A client recently asked for help with a complicated query using keywords. In his case he had pictures tied to keywords with a one-to-many relationship. In other words, a single picture could match many keywords. When a user searched for "auto and taxi" the client wanted the result set to contain only items that had both auto and taxi attached as keywords. Having gave us the ability to do it. Here's the query (with the names changed to protect the innocent).

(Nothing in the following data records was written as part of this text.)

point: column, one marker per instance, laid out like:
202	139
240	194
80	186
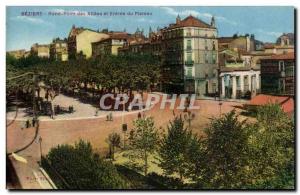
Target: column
233	87
223	86
242	83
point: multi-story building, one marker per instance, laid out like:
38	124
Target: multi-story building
151	46
278	74
110	45
59	50
286	39
40	50
17	53
80	42
190	57
278	49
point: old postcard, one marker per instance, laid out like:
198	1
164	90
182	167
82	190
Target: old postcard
150	98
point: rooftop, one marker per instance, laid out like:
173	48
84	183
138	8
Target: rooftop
286	102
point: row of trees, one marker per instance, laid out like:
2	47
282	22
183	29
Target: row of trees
231	155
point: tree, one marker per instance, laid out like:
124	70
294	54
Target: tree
113	140
226	152
82	169
272	149
144	140
173	148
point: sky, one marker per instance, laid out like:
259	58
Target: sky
265	22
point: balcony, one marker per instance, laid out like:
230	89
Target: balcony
189	63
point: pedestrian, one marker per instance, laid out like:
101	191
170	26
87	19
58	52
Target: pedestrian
33	122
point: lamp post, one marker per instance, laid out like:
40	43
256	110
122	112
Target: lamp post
124	125
40	142
189	117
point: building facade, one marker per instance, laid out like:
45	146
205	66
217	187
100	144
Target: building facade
190	57
278	74
59	50
40	50
80	42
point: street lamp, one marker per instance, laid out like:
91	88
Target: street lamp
40	141
189	117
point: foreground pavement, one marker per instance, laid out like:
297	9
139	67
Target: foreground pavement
96	131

<cfquery datasource="#mydsn#" name="kw">
SELECT I.cID, I.picName, I.picNumber
FROM pics I INNER JOIN pic_keyword_rel R
ON i.picID = r.picID
INNER JOIN keyw K ON r.kwID = k.kwID
WHERE r.cID = #someval#
AND k.kword IN (<cfqueryparam value="auto,taxi" cfsqltype="cf_sql_varchar" list="yes">)
GROUP BY I.cID, I.picName, I.picNumber
HAVING count(i.picNumber) = <cfqueryparam cfsqltype="CF_SQL_INTEGER" value="#listlen('auto,taxi')#"/>
</cfquery>
Nifty eh? This query builds a group of pics and then filters out the ones that don't match all of the words in the list. I can think of no easier SQL way to do this (but I'm prepared to be enlightened :).

Comments
Phillip Senn's Gravatar I don't understand the
HAVING count(i.picNumber) = <cfqueryparam cfsqltype="CF_SQL_INTEGER" value="auto,taxi"/>

Should it be
HAVING count(i.picNumber) = 2
?
# Posted By Phillip Senn | 10/23/06 12:24 PM
mkruger's Gravatar Whoops... You are right - I removed my "listlen" function when I was obscuring this code (trying not to reveal anything about my client).
# Posted By mkruger | 10/23/06 12:44 PM
Rick O's Gravatar Your version assumes good data and that the pic_keyword_rel table doesn't have any duplicate data. If there are two entries for 'auto' and no entries for 'taxi', you will still return a hit. (Not that we would ever have bogus data!)

As an alternative:

<cfquery datasource="#mydsn#" name="kw">
SELECT I.cID, I.picName, I.picNumber
FROM pics I INNER JOIN pic_keyword_rel R
ON i.picID = r.picID
INNER JOIN keyw K ON r.kwID = k.kwID
WHERE (r.cID = #someval#)
AND (k.kword IN (<cfqueryparam value="#kwList#" cfsqltype="cf_sql_varchar" list="yes">))
GROUP BY I.cID, I.picName, I.picNumber
HAVING ((0
<cfloop list="#kwList#" index="Keyword">
+ MAX(CASE WHEN k.kword = <cfqueryparam value="#Keyword#" cfsqltype="cf_sql_varchar"> THEN 1 ELSE 0 END)
</cfloop>)
= <cfqueryparam cfsqltype="CF_SQL_INTEGER" value="#listlen('auto,taxi')#"/>)
</cfquery>

Twisted and convoluted, sure.
# Posted By Rick O | 10/23/06 5:29 PM
Stephen Moretti's Gravatar Mark,

As a complete aside, you should be able to use :
HAVING tot > 2
rather than
HAVING Count(i.picNumber) > 2
because HAVING filter occurs after the aggregate has been done.

This certainly works in MySQL, not sure about other DBs, but I would be surprised if it doesn't. It should stop the COUNT(x) from being recalculated in the HAVING clause.
# Posted By Stephen Moretti | 10/24/06 4:04 AM
mkruger's Gravatar Rick,

I thought of the case - but it's so messy - and it's more expensive than my approach. As for your "good data" comment - you are right, but in this case the DB is actually more complex than I'm exposing here. A 1 to 1 relationship between a pic and a keyword is assured... although a pic can have more than one keyword associated, it can only have 1 relationship to any given keyword - so I'm safe.



Stephen, you mixed example 1 and example 2 - in example 2 there is no aggregate ... not derived column called "tot". But in the case of example 1 - yes... I could have put "HAVING tot > 2" instead of "count(id) > 2".

Thanks to both of you for the comments.